Dzisiaj (24.06.25) obejrzałem kilka filmików, w których wielokrotnie pojawia się stwierdzenie: „Nawrocki wygrał dzięki Trumpowi”. I dalej to samo! Tak słowa wypowiadają się dziennikarze i politycy. Czy wykształceni ludzie nie mogą pojąć podstawowej prawdy, iż o ile choćby pomógł, to takich życzy się nie mówi, bo staje się podkładką np. do żądania wysłania polskich wojsk do Iranu, czy w przyszłości na front chiński – na tej samej zasadzie: ja pomogłem wam, teraz wy pomóżcie mnie. Czy ta biedna babcia i te głupie uszy stały się naszym sztandarem?
W takiej samej kategorii plasuje się kłapanie dziobem, co to Karol Nawrocki zrobi Tuskowi po objęciu przez niego władzy; albo: po objęciu prezydentury przez Nawrockiego mamy już gotowy plan obalenia rządu KO. Prezydent-elekt nie objął jeszcze władzy a już powieszono na nim obowiązek nie do udźwignięcia. Najgorsze jest to, iż taka praktyka pokazuje, iż wszystkie te ślepaki słowne nie mają zastosowania, ani potwierdzenia w żadnych faktach.

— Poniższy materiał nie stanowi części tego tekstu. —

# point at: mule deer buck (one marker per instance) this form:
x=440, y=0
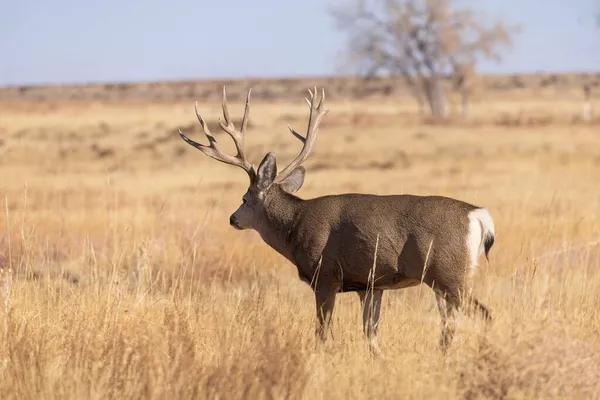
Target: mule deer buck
x=362, y=243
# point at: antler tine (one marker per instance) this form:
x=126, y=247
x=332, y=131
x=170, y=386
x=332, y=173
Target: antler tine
x=213, y=150
x=314, y=119
x=229, y=127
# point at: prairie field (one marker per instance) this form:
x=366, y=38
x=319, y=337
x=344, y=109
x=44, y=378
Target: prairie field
x=121, y=277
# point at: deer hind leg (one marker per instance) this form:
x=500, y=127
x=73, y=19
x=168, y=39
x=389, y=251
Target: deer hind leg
x=447, y=306
x=370, y=301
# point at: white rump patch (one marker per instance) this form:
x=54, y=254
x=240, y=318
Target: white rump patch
x=480, y=225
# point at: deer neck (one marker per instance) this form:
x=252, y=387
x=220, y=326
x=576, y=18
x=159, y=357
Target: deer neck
x=279, y=221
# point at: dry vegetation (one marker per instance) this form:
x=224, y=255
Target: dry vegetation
x=121, y=277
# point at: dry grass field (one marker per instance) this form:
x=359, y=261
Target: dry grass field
x=121, y=277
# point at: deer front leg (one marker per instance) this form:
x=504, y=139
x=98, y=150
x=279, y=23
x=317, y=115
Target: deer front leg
x=370, y=301
x=325, y=301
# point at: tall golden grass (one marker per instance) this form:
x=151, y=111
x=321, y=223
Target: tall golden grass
x=122, y=279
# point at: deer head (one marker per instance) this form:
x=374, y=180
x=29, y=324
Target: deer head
x=265, y=183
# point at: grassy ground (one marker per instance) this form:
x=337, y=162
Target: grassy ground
x=122, y=278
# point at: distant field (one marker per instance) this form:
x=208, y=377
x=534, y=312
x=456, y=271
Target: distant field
x=122, y=278
x=340, y=87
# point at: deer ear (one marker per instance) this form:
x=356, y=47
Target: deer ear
x=267, y=171
x=293, y=182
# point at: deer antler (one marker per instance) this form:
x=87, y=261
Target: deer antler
x=213, y=150
x=314, y=119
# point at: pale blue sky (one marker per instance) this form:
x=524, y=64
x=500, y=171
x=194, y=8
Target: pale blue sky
x=75, y=41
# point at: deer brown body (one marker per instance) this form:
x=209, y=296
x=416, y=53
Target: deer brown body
x=360, y=243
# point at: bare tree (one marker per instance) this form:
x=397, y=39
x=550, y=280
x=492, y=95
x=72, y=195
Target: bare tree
x=423, y=41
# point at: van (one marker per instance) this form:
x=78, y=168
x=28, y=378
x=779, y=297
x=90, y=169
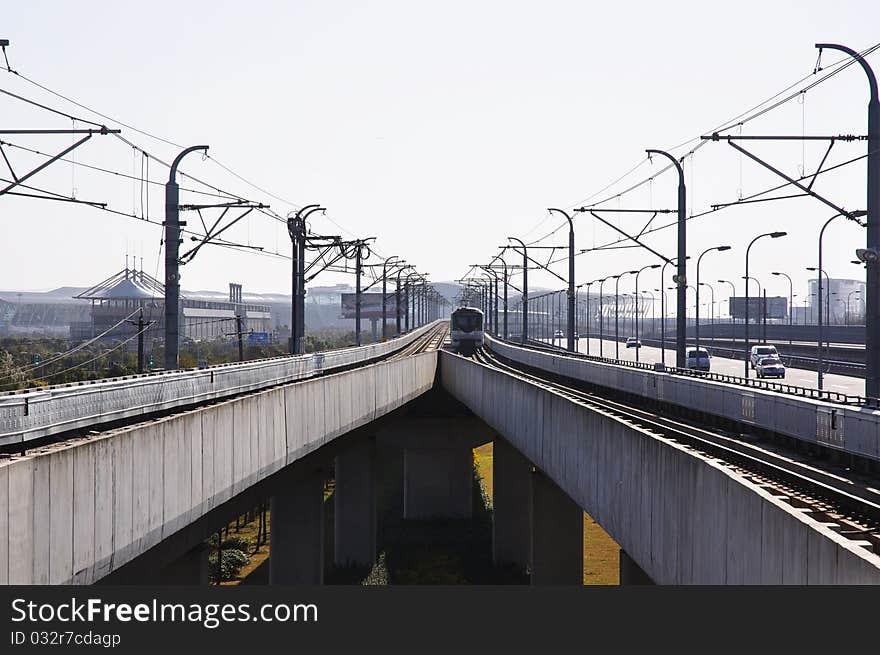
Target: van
x=761, y=351
x=697, y=359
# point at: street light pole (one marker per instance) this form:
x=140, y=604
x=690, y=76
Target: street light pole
x=636, y=307
x=525, y=295
x=397, y=296
x=653, y=321
x=296, y=228
x=571, y=307
x=602, y=318
x=385, y=293
x=872, y=268
x=790, y=300
x=172, y=262
x=617, y=312
x=772, y=235
x=663, y=312
x=697, y=289
x=712, y=314
x=819, y=273
x=680, y=278
x=730, y=307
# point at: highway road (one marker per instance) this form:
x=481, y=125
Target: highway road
x=725, y=366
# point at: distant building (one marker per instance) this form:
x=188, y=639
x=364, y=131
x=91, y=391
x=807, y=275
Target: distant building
x=115, y=303
x=843, y=301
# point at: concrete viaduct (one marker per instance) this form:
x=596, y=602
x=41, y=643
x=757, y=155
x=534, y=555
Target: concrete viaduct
x=133, y=504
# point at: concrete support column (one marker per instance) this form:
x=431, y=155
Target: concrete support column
x=630, y=572
x=511, y=496
x=438, y=482
x=557, y=543
x=296, y=549
x=354, y=499
x=191, y=568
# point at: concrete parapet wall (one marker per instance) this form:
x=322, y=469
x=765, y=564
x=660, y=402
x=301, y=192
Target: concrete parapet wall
x=682, y=518
x=844, y=427
x=77, y=510
x=32, y=414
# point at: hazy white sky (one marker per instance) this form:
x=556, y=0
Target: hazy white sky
x=439, y=128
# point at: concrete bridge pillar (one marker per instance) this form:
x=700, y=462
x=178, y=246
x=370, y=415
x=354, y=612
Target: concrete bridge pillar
x=630, y=572
x=296, y=548
x=557, y=534
x=354, y=499
x=438, y=480
x=191, y=568
x=511, y=496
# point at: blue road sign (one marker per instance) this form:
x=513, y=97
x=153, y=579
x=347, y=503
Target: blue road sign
x=261, y=338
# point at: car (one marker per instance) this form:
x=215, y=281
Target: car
x=697, y=359
x=770, y=367
x=762, y=350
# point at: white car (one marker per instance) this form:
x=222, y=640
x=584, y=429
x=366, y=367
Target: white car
x=770, y=367
x=760, y=351
x=698, y=359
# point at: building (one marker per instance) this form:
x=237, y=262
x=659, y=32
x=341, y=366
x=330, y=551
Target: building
x=119, y=301
x=843, y=301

I po co to wszystko? Dla kogo? Panie i panowie politycy, gdzie jest jakakolwiek myśl państwowa, kulturowa czy militarna? Nikt nie mówi, jaki jest faktyczny międzynarodowy status państwa polskiego. Polska pozostało w takim położeniu geopolitycznym, iż swoją obecność może wypełniać i podkreślać projektami politycznymi dotyczącymi rozwiązania kwestii Europy Środkowo-Wschodniej, koncepcji pasa skandynawsko-polsko-rumuńsko-tureckiego, jako przeciwwagi sowieckiej projekcji „Od Władywostoku do Lizbony”, włączeniem się w zagospodarowanie intelektualne koncepcji obronności flanki wschodniej itd. Gdzie jest tego typu myślenie? Gdzie? Zamiast jakiejkolwiek koncepcji cały naród słyszy jeden wielki wrzask, kłótnie i powszechny hejt. I tym żyje, z tego robi sobie zabawę i w takim stylu wszyscy powoli umieramy.
PRL zawalił się pod własnym ciężarem, a teraz na naszych oczach, w taki sam sposób, kończy się III RP. Wystarczyło 80 lat na kompletny upadek narodu, który ma 1000 lat i kilka ponad 100 lat temu (1920 r.) odniósł tak wielkie zwycięstwo i odzyskał niepodległość.